After inflicting a severe blow in the form of denying flood relief to Kerala, the Centre has struck again. It has now seriously weakened Kerala's capacity to borrow from the open market.
Finance Minister T M Thomas Isaac said the Centre had, without warning and without giving any reasons, slashed Rs 3,000 crore from its borrowing limit for the last quarter of the 2019-20 fiscal. “As a result we can borrow only Rs 1,900 crore during the last quarter of this fiscal,” Isaac told reporters here on Thursday.
The minister said this would mess up the state's fiscal management. “Except for welfare support like farmers' subsidy, medical expenses for poor and students' scholarships, other major government expenditure will have to be rescheduled based on the availability of funds,” Isaac said. Salaries could probably be late. Isaac, however, did not comment on this.
Local bodies will find it even harder to get their bills cleared. Already, plan funds have been cut by 30 per cent. Now there is fear that it could be subjected to further cuts.
Contractors' woes
The sudden cash crunch will also hurt accredited government contractors who were promised payment in the first week of January. Their payment will now be pushed to the last week of January, and because the Treasury is dried of cash this will be done using a new system called 'bill discounting'.
Under this system, the contractors will be paid by banks. In turn, banks will consider these payments as loans to the government. But what makes the system problematic is its forbidding condition: half the interest will have to be borne by the contractors. It is still not clear whether contractors would approve of the arrangement.
Deprivation, in phases
As per statute, a state can borrow up to 3 per cent of its GDP. Thus, when the 2019-20 Budget was prepared, the understanding was that Kerala could borrow Rs 24,915 crore during the fiscal. Of this, Rs 10,233 crore was scheduled for the last quarter. It is this that has now been pared down to Rs 1,900 crore, a fall of over 80 per cent.
“By the middle of the fiscal, the Centre had informed that Rs 5,325 crore would be cut from the last quarter's borrowing limit. This still meant that we could borrow Rs 4,908 crore. Yesterday evening we received a communication saying Rs 3000 crore had been taken out of this, leaving us with only Rs 1,900 crore,” the finance minister said.
Curse of a rich treasury
According to Isaac, the Centre has a strange reason to effect a cut in Kerala's borrowing limit. “They say that Kerala's Treasury deposits in 2016-17 had shown an increase of Rs 6,000 crore over what was shown in the Budget. They had considered it as loan,” Isaac said.
“Fact is, a substantial chunk of this is unspent money kept as Treasury deposits by various departments. It also included the salaries and pensions kept as deposits in the Treasury. How can deposits be considered loans,” Isaac said.
Isaac also found it amusing that the BJP government was using 2016-17 figures to curtail borrowing three years later.
Rs 8,000cr loss
The finance minister estimated that, including the drastic cut in borrowing limit, Kerala would stand to lose Rs 8,330 crore it was entitled to from the Centre during the last fiscal. He was referring to the GST compensation the Centre was refusing to pay the state, and the state's share from the Centre's divisible pool. “The GST compensation would come to around Rs 1,600 crore,” he said.
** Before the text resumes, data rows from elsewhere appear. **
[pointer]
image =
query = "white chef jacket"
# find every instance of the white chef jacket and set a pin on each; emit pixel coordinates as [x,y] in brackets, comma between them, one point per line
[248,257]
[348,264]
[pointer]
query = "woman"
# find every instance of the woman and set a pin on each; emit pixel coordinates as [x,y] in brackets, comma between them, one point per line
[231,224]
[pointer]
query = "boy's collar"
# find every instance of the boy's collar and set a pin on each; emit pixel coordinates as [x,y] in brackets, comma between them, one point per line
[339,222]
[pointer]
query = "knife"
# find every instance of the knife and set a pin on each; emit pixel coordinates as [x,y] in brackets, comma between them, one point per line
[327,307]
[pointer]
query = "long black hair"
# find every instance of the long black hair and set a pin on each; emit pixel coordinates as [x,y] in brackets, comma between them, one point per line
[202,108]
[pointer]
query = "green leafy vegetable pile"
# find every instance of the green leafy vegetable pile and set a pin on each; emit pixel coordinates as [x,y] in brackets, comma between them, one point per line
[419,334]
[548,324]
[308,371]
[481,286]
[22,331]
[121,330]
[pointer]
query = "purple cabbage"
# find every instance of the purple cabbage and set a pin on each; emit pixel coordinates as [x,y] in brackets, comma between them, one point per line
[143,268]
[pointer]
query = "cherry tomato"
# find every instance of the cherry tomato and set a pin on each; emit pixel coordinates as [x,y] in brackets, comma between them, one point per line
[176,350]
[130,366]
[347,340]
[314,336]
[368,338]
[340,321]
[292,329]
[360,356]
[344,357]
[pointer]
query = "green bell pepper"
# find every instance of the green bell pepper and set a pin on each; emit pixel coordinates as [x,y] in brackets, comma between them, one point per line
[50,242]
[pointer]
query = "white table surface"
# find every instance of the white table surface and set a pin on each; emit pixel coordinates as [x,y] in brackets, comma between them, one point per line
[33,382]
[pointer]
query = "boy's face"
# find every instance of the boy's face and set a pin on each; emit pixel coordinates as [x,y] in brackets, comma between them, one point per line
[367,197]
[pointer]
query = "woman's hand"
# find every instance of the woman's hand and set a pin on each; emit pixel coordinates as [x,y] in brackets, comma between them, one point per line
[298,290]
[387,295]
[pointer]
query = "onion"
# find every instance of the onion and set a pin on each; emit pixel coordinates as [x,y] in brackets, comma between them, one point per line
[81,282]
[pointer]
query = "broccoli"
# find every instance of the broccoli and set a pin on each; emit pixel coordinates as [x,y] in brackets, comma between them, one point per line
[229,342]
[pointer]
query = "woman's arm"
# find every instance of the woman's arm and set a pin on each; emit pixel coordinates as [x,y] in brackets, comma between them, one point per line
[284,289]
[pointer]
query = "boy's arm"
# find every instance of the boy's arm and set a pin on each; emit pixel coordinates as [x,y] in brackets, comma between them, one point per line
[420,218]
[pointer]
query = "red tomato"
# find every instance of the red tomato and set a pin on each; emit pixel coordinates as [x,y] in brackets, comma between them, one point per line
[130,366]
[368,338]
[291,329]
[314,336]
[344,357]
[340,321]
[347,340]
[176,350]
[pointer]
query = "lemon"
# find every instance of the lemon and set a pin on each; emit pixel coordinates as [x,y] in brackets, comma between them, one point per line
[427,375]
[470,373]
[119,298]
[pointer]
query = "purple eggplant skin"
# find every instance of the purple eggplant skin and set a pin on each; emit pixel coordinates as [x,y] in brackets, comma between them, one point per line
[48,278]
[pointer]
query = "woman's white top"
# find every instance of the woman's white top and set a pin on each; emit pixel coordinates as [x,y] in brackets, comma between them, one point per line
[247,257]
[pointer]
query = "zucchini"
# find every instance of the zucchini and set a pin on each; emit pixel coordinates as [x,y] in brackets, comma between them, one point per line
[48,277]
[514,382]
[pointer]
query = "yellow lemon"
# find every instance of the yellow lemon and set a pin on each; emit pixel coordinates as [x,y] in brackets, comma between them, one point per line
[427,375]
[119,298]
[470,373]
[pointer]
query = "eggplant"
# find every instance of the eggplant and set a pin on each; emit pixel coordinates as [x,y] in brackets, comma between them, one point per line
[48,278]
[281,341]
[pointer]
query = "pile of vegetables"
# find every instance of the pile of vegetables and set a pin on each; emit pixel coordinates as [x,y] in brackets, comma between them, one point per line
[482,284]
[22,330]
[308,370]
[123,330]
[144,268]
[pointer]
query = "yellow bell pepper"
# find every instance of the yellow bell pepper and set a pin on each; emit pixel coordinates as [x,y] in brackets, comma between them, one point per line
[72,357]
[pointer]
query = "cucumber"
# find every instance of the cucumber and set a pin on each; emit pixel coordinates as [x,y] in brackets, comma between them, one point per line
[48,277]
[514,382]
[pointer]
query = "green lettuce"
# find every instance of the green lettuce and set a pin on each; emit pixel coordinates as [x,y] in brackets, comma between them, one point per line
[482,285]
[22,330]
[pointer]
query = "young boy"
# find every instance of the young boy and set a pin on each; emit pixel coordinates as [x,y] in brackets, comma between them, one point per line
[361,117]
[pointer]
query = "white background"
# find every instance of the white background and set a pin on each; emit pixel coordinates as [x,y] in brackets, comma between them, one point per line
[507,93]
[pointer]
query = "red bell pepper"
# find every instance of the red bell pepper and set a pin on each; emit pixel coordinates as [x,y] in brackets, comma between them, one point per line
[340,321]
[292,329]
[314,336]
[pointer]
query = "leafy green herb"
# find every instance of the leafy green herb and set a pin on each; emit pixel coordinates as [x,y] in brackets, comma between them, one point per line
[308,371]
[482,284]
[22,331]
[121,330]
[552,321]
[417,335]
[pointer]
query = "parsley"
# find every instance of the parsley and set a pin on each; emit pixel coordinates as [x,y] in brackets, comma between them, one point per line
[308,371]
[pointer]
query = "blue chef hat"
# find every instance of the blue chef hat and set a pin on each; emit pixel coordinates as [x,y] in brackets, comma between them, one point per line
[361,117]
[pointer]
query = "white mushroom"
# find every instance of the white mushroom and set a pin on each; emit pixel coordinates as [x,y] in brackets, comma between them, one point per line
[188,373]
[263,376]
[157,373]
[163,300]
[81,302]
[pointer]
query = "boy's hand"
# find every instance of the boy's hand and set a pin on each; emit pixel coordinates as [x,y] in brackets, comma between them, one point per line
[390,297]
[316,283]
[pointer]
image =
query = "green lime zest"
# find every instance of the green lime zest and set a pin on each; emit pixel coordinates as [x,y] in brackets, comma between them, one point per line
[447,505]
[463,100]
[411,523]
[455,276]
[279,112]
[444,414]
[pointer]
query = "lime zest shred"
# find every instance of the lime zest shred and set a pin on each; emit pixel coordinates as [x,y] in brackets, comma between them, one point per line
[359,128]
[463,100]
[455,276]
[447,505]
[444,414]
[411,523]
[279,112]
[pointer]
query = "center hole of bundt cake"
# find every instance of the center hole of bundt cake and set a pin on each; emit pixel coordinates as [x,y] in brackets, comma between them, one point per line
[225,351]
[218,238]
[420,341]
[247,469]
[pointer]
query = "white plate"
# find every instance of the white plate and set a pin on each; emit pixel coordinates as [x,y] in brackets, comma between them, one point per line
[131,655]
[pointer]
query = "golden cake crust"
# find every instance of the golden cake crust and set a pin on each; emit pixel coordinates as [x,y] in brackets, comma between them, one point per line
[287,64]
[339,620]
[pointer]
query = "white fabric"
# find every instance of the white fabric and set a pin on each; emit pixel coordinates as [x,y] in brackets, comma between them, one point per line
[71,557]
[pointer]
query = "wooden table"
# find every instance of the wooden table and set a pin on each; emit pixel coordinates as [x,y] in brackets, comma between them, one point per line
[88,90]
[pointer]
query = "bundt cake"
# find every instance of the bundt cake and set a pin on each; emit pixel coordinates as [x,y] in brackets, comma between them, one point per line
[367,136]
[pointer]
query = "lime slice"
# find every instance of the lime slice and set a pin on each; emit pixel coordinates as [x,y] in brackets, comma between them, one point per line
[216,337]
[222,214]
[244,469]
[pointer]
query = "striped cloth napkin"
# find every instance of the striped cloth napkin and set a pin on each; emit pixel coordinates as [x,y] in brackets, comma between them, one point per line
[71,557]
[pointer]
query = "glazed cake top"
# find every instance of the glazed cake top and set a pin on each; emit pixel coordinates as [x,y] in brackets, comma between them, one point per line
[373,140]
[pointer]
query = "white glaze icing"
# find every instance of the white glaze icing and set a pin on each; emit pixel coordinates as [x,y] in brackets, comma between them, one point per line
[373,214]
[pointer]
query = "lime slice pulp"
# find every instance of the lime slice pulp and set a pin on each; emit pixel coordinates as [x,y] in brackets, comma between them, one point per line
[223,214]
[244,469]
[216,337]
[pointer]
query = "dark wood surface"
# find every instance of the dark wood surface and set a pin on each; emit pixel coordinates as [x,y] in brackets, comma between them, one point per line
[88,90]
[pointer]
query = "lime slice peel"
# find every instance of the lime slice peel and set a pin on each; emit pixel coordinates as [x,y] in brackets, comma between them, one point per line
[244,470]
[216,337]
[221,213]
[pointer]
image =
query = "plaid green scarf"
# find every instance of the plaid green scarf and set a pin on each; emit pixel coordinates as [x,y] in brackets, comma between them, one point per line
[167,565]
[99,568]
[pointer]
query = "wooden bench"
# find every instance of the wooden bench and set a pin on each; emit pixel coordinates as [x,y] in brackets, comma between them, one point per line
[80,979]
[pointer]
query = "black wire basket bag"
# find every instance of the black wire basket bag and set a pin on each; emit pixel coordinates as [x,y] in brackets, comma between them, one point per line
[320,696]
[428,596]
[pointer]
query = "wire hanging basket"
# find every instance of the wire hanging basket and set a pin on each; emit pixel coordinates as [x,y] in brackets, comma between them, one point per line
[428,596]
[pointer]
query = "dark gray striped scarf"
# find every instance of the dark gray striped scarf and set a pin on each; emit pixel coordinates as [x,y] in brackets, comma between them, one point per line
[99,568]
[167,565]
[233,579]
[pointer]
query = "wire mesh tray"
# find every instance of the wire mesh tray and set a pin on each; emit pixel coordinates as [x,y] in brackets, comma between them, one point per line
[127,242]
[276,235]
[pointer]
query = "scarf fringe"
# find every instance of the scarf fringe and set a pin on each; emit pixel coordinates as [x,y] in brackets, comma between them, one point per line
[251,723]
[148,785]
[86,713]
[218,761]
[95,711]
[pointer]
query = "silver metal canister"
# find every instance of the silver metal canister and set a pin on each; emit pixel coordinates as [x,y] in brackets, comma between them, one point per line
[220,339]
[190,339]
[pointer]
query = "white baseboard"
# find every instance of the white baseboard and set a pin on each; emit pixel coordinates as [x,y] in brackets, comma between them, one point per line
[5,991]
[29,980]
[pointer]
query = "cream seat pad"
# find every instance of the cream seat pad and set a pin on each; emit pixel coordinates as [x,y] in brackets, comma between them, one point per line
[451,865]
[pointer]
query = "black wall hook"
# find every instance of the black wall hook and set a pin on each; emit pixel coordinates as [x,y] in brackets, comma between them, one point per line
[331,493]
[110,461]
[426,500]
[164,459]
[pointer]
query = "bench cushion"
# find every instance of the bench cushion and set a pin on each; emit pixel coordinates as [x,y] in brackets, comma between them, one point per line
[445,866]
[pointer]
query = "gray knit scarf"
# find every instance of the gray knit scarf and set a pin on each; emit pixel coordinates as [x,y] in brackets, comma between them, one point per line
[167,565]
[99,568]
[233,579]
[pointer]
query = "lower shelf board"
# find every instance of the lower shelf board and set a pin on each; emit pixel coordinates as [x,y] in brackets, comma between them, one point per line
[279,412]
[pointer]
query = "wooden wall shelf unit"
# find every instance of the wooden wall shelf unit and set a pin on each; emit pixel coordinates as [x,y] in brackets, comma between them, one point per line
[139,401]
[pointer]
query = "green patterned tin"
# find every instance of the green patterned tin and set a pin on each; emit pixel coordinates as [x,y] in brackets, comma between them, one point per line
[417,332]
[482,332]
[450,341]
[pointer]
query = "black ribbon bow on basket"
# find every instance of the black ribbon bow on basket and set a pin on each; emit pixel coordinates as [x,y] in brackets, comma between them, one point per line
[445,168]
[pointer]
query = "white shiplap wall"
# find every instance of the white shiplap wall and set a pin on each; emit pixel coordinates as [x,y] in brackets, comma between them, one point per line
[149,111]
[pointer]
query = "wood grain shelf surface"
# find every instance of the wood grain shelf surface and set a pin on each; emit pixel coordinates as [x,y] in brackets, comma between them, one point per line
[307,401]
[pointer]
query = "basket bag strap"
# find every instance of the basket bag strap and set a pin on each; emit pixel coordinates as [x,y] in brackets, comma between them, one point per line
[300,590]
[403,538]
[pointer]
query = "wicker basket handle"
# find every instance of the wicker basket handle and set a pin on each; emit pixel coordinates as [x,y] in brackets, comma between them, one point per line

Isaac fears the state's share from the Centre's divisible pool, too, will come down. “Last fiscal, during the last quarter, we had received as the state's share Rs 6,866 crore. There are indications that this fiscal it would be only Rs 4,524 crore,” Isaac said.
Further, he said the Centre had not paid up Kerala's arrears related to Centrally Sponsored Schemes. For the MGNREGA scheme, Kerala has run up arrears of Rs 1,215 crore. The Centre has still not passed on the Rs 1,035 crore Kerala had used to procure rice.